I can’t. As far as suffering in the world is concerned, I’m in exactly the same position as I was last year when I stopped writing this blog. Raymond Chandler, a writer whose motto was “when in doubt, have someone come through the door with a gun in his hand”, put it much better than I can:
"Is God happy with the poisoned cat dying alone in convulsions behind the billboard? Is God happy that life is cruel and that only the fittest survive? The fittest for what? Oh no, far from it. If God were omnipotent and omniscient in any literal sense, he wouldn’t have bothered to make the universe at all. There is no success where there is no possibility of failure, no art without the resistance of the medium. Is it blasphemy to suggest that God has his bad days when nothing goes right, and that God’s days are very, very long?"
Given the school shooting in Florida last week, you could well be forgiven for asking if God was having yet another bad day. I’ve actually seen a “meme” being circulated where a “concerned student” asks God why he didn’t prevent the suffering, and “God” replies “because I am not allowed in schools these days”.
Bollocks. I’m sorry if you choked on your macaroon when I said that, but bollocks. Bollocks, bollocks, bollocks. If God is God, nothing is going to keep it out of school or anywhere else, for that matter. God was there in Florida. God was there in the football coach who lost his life shielding others. Why don’t these numbnuts get it?
Sorry, Emotional language, which will never do. Because “emotional language” means we might actually have to confront the problem. To square up to the proverbial elephant in the room.

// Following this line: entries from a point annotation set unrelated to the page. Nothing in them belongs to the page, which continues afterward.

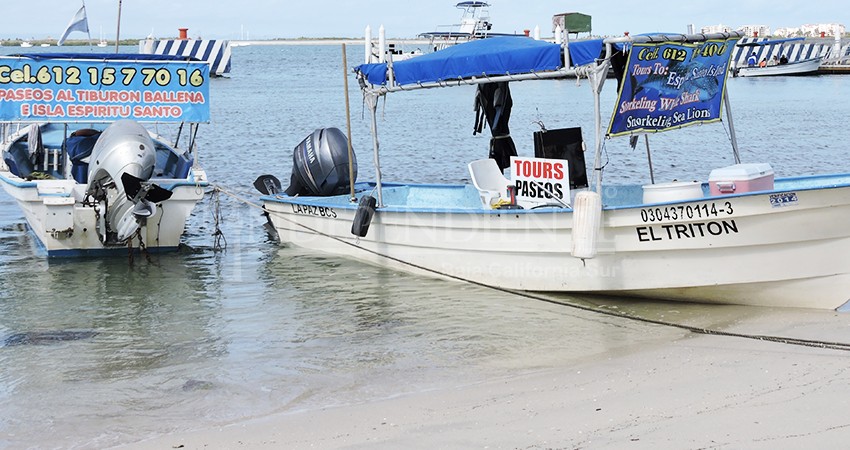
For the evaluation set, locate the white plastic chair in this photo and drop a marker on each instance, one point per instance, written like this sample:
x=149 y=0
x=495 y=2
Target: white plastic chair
x=489 y=180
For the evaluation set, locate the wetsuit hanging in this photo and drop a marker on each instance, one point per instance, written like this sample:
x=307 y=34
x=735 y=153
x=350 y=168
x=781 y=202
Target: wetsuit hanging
x=493 y=103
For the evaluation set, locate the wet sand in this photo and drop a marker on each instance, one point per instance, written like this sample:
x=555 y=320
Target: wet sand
x=694 y=391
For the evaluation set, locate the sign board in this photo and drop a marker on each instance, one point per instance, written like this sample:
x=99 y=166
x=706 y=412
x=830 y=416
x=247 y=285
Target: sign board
x=538 y=180
x=670 y=85
x=103 y=90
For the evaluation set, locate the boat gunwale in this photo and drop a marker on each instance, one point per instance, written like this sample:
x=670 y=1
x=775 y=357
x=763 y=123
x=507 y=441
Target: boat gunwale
x=319 y=201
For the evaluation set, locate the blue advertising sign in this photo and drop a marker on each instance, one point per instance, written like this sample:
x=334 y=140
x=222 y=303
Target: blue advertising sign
x=103 y=90
x=671 y=85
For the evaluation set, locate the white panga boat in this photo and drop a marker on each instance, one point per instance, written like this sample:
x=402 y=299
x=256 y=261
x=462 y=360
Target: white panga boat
x=804 y=67
x=88 y=176
x=777 y=63
x=737 y=237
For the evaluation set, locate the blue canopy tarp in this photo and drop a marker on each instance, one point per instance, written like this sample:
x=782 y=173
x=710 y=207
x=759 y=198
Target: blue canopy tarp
x=103 y=56
x=486 y=57
x=769 y=42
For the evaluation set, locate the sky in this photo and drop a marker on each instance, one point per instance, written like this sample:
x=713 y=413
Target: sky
x=267 y=19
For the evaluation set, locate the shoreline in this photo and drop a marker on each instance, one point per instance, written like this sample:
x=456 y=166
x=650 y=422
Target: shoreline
x=688 y=391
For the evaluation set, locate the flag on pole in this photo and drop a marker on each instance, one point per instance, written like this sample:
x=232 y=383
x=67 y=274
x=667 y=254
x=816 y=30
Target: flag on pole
x=78 y=23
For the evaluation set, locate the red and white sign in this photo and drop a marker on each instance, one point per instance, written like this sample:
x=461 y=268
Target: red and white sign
x=538 y=180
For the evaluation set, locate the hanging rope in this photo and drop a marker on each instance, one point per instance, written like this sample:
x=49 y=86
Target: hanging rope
x=219 y=241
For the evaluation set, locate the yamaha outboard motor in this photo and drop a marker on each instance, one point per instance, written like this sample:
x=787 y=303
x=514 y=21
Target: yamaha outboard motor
x=120 y=167
x=320 y=164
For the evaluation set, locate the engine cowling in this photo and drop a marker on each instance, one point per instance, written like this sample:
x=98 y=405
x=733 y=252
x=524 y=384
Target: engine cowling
x=125 y=147
x=320 y=164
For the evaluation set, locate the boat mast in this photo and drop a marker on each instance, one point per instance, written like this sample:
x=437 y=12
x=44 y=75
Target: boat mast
x=372 y=100
x=118 y=31
x=735 y=151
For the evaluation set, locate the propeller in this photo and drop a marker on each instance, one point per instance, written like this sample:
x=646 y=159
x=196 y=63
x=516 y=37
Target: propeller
x=144 y=195
x=267 y=184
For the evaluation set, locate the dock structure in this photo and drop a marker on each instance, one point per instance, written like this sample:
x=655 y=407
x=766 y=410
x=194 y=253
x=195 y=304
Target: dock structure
x=833 y=52
x=215 y=52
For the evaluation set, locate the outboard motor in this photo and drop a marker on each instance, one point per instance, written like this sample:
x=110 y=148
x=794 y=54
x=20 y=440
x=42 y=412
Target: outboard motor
x=121 y=163
x=320 y=164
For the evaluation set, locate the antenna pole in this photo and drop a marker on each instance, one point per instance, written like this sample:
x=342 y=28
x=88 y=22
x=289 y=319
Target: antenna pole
x=118 y=31
x=348 y=124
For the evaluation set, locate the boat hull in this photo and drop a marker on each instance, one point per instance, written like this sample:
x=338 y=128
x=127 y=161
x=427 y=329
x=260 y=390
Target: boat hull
x=804 y=67
x=785 y=247
x=68 y=220
x=64 y=225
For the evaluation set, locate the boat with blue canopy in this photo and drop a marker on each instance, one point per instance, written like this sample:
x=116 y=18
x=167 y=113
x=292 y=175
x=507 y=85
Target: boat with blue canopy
x=737 y=235
x=99 y=150
x=769 y=57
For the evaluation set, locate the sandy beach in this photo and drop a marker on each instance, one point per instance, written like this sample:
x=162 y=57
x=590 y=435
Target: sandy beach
x=689 y=391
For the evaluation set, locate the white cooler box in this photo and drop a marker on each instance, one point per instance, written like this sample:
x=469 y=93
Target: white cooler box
x=741 y=178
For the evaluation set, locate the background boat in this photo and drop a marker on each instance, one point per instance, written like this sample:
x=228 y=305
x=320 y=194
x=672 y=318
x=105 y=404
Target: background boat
x=803 y=67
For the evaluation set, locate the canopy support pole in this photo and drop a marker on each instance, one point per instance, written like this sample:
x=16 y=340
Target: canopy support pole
x=649 y=159
x=348 y=125
x=372 y=100
x=735 y=151
x=597 y=80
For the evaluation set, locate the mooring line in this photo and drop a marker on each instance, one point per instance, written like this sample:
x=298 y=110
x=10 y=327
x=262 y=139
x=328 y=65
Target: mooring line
x=693 y=329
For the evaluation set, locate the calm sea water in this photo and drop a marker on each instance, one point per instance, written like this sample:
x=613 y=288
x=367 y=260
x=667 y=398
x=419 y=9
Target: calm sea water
x=205 y=337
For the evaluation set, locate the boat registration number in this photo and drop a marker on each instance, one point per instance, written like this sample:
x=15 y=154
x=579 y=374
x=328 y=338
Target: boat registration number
x=686 y=212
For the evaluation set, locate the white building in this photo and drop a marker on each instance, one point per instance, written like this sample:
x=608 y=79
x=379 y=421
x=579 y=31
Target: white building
x=755 y=30
x=809 y=30
x=715 y=29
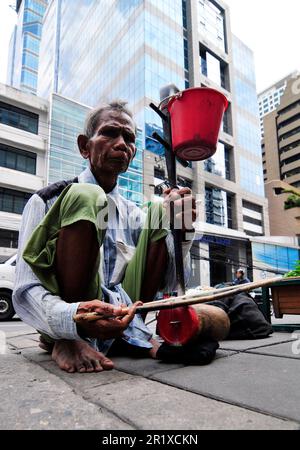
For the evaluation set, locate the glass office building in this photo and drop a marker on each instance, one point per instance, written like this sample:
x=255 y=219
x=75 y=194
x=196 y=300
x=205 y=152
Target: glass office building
x=95 y=51
x=131 y=50
x=25 y=45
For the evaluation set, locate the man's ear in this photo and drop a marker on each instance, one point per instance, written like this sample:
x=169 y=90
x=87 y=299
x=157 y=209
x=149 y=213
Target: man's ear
x=82 y=142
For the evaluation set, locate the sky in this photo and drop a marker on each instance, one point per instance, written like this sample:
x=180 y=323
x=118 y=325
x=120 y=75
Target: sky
x=269 y=27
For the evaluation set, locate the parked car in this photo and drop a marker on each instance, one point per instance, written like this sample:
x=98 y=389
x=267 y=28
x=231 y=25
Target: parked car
x=7 y=277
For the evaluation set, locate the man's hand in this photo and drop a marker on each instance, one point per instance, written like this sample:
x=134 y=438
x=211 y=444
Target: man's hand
x=112 y=325
x=185 y=212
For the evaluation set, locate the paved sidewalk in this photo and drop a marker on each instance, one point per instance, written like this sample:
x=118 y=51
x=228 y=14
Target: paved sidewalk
x=251 y=385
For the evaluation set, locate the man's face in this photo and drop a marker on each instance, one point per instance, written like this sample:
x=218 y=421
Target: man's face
x=112 y=148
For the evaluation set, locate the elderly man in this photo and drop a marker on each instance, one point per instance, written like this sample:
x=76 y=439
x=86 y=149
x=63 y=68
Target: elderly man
x=70 y=261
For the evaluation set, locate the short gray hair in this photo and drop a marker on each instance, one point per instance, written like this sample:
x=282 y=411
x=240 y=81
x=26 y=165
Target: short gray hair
x=94 y=117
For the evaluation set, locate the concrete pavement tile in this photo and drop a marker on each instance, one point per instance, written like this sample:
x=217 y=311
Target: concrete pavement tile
x=287 y=350
x=224 y=353
x=83 y=381
x=263 y=383
x=17 y=333
x=240 y=346
x=150 y=405
x=34 y=399
x=148 y=367
x=22 y=342
x=36 y=355
x=142 y=367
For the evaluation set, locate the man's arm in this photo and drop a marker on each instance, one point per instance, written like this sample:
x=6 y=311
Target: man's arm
x=36 y=306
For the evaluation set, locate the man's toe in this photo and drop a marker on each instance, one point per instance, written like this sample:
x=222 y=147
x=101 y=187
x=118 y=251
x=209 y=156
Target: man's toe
x=106 y=363
x=89 y=366
x=97 y=365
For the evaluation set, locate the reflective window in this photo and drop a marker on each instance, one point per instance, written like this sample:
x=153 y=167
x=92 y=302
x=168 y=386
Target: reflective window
x=211 y=23
x=19 y=118
x=13 y=201
x=9 y=239
x=16 y=159
x=251 y=176
x=216 y=206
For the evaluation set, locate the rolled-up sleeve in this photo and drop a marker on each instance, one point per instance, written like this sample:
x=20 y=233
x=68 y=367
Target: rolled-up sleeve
x=35 y=305
x=170 y=279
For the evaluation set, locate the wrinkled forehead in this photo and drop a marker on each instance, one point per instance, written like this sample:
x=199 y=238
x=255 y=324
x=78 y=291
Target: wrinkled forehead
x=116 y=118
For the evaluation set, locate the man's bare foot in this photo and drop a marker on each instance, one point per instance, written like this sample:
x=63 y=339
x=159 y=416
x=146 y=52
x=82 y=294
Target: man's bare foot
x=155 y=348
x=47 y=346
x=77 y=356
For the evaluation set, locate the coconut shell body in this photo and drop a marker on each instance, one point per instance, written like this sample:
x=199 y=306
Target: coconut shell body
x=183 y=325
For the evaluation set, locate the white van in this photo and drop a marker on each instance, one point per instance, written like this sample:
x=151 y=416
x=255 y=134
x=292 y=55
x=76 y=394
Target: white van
x=7 y=277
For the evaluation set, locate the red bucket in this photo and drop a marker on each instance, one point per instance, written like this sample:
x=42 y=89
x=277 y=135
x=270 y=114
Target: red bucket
x=196 y=117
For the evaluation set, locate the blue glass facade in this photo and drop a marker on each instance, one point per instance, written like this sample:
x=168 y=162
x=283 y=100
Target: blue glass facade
x=131 y=50
x=65 y=161
x=274 y=257
x=247 y=120
x=67 y=122
x=25 y=45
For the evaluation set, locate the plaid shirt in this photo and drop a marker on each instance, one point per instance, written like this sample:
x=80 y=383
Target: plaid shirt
x=49 y=313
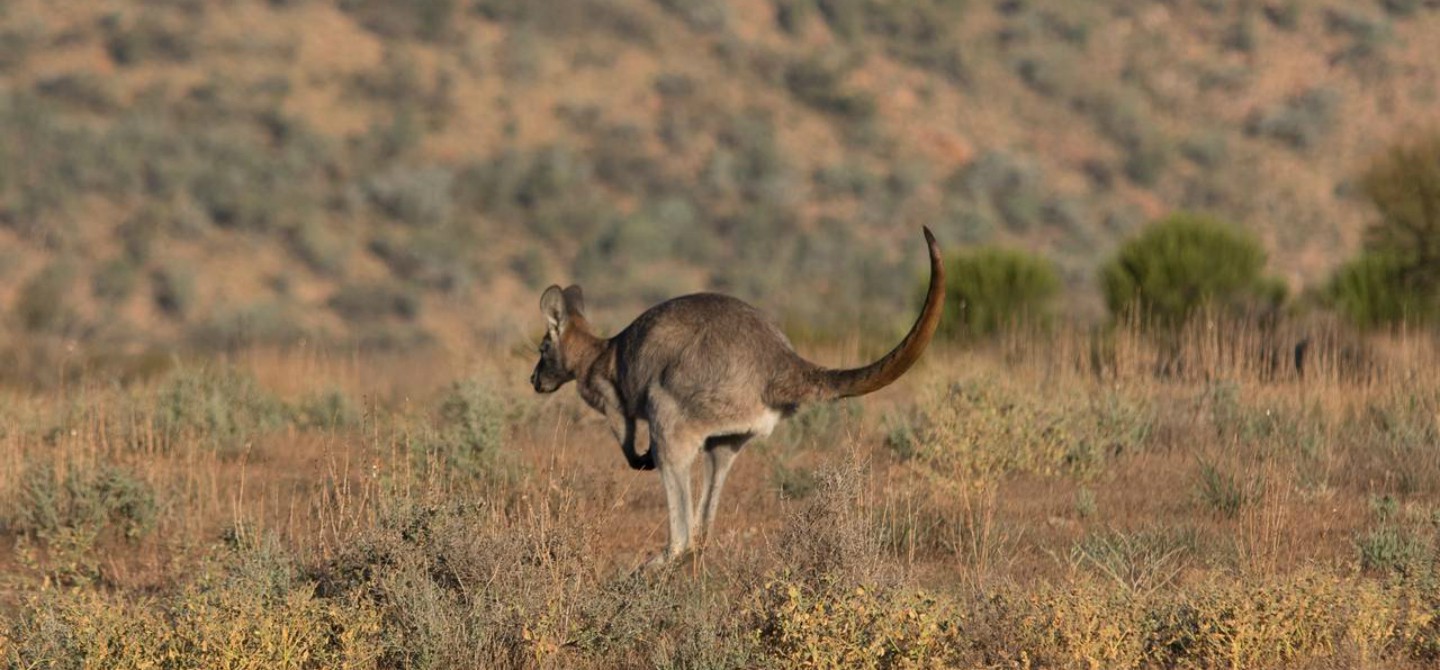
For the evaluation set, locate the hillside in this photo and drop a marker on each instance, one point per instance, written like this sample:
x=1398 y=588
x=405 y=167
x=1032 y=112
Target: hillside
x=213 y=173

Still. We should be celebrating. I’m back, and this time it’s personal. There are some things I can’t change. Poor little Morris, lost in the ashes of the wildfires. But on the other hand, there is that point of return. That moment when everything seems lost, done and dusted, when suddenly... and that’s how I feel right now. Morris will never come back in this world, God bless him. But his little catty soul is in cat heaven, and at this point (emotional language alert) I’d just like to say that if heaven doesn’t allow cats, book me a slot in Hades. And the love and the goodness that surrounded Morris will, like the Phoenix from the ashes, like the Mary Ellen Carter, and indeed, like Jesus, allegedly, rise again.